Do you have any ideas what sort of inequalities I might benefit from having a look at?
 A: I ended up solving this myself. There are two bounds, depending on $c$ being greater than, or less than 1:
$$(x^c-1)^\frac{1}{c} \ge \begin{cases}
   x\left(1-\frac{1}{cx^c}\right) & \text{if } 0 < c \le 1 \\
   x\left(1-\frac{1}{c(x^c-1)}\right) & \text{if } 0 < c
  \end{cases}$$
This first bound follows from convexity, and the second one follows from the binomial theorem like this:
$$
\begin{align}
(x^c-1)^\frac{1}{c} &= \sum_k{1/c\choose k}(-1)^k(x^c)^{1/c-k}\\
&=x-\frac{1}{c}x^{1-c}\left(1+\frac{1-1/c}{2!}x^{-c}+\frac{(1-1/c)(2-1/c)}{3!}x^{-2c}+\dots\right)\\
&\ge x-\frac{1}{c}x^{1-c}\left(1+x^{-c}+x^{-2c}+\dots\right)\\
&= x-\frac{1}{c}x^{1-c}\left(1+\frac{1}{x^c-1}\right)\\
&= x\left(1-\frac{1}{c(x^c-1)}\right)
\end{align}$$
Experimentally, the bound is a lot better for large $c$'s than small ones. However since the second one is strictly smaller than the first one, it might be simpler to just always use that one.
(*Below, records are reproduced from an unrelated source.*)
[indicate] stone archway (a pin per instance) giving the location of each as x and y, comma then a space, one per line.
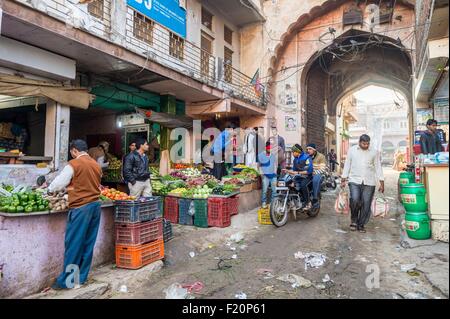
317, 91
332, 76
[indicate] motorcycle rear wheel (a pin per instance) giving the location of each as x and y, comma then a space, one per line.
313, 212
278, 217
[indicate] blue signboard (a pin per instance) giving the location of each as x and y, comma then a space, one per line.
169, 13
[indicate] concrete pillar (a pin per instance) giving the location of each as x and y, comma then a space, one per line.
168, 105
64, 130
50, 130
57, 133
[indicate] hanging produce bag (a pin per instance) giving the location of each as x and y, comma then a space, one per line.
342, 204
164, 164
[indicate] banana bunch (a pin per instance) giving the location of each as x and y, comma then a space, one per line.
115, 164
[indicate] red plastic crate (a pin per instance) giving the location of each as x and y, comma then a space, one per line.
171, 210
138, 234
219, 212
234, 202
135, 257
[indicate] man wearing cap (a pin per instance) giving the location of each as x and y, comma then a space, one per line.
302, 170
430, 141
319, 164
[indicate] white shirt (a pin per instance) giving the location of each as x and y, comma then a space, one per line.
63, 179
363, 166
101, 162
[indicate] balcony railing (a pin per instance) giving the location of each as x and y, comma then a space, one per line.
153, 41
240, 86
423, 19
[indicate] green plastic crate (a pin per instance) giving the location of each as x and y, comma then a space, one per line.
201, 213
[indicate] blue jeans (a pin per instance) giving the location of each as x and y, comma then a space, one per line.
317, 181
81, 234
361, 197
272, 182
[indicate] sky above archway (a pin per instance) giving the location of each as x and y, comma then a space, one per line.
375, 94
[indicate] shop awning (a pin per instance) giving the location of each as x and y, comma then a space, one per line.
165, 119
67, 95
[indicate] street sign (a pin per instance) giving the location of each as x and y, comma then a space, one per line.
169, 13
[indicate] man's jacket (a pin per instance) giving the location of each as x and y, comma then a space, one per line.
319, 163
136, 168
430, 143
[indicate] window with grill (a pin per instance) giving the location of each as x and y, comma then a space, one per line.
95, 8
143, 28
228, 35
207, 18
176, 48
228, 62
206, 53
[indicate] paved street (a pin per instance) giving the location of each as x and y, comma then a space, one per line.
271, 249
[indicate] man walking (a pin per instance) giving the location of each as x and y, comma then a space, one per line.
430, 141
363, 171
332, 160
82, 177
136, 171
268, 160
280, 149
319, 164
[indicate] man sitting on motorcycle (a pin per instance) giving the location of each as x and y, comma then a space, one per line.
319, 163
302, 170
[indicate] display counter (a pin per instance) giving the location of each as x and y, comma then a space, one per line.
32, 247
436, 179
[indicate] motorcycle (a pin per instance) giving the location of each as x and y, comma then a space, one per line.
288, 199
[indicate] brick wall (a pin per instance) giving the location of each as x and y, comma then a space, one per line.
315, 100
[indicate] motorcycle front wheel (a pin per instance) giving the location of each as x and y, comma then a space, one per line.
278, 216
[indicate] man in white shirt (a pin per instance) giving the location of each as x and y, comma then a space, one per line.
363, 171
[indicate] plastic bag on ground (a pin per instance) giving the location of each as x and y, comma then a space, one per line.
176, 291
342, 204
380, 207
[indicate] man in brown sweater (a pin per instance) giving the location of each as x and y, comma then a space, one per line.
82, 178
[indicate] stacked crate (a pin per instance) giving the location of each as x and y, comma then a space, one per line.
139, 232
219, 212
186, 211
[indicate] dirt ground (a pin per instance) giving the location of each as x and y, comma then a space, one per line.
266, 253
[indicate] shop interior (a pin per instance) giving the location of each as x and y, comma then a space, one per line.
22, 130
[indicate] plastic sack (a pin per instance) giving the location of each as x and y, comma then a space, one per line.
380, 207
176, 291
342, 204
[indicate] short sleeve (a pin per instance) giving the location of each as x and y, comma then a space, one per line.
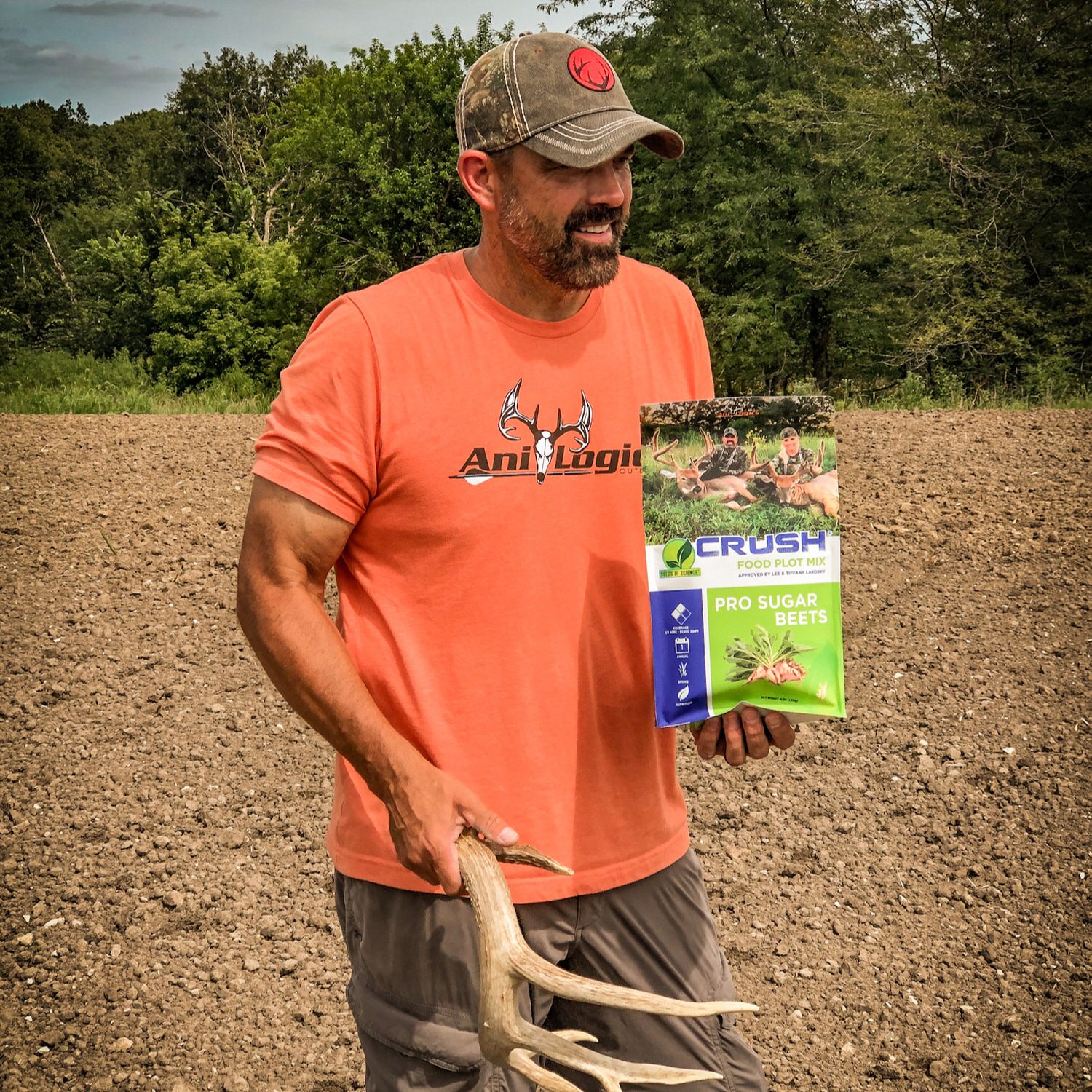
321, 434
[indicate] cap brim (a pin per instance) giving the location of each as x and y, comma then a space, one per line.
593, 138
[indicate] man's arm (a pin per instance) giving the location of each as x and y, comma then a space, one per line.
288, 546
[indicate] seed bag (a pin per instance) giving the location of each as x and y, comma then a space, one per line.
743, 556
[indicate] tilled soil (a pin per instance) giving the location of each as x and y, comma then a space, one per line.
903, 893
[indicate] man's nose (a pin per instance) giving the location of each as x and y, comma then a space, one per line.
606, 185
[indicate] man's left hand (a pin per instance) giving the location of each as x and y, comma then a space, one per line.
743, 734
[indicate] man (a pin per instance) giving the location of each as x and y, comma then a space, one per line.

If we underestimate the binomial sum more tightly as $x-\frac{1}{c}x^{1-c}\left(1+\frac{1}{2}x^{-c}+\frac{1}{3}x^{-2c}+\dots\right)$ we get the bound $\ge x\left(1+\frac{\log(1-x^{-c})}{c}\right)\ge x\left(1-\frac{1}{c(x^c-1)}\right)$ which is the same as before.
As a corollary this gives
$$1+\frac{\log2}{c(\log_2x)^{c-1}}\le\frac{x}{2^{(\log_2x)^c-1)^{1/c}}} \le 1+\frac{\log2}{(c-\epsilon)(\log_2x)^{c-1}}$$ for $0<\epsilon<c\neq1$ and $x$ large enough, which was the problem I was interested in originally.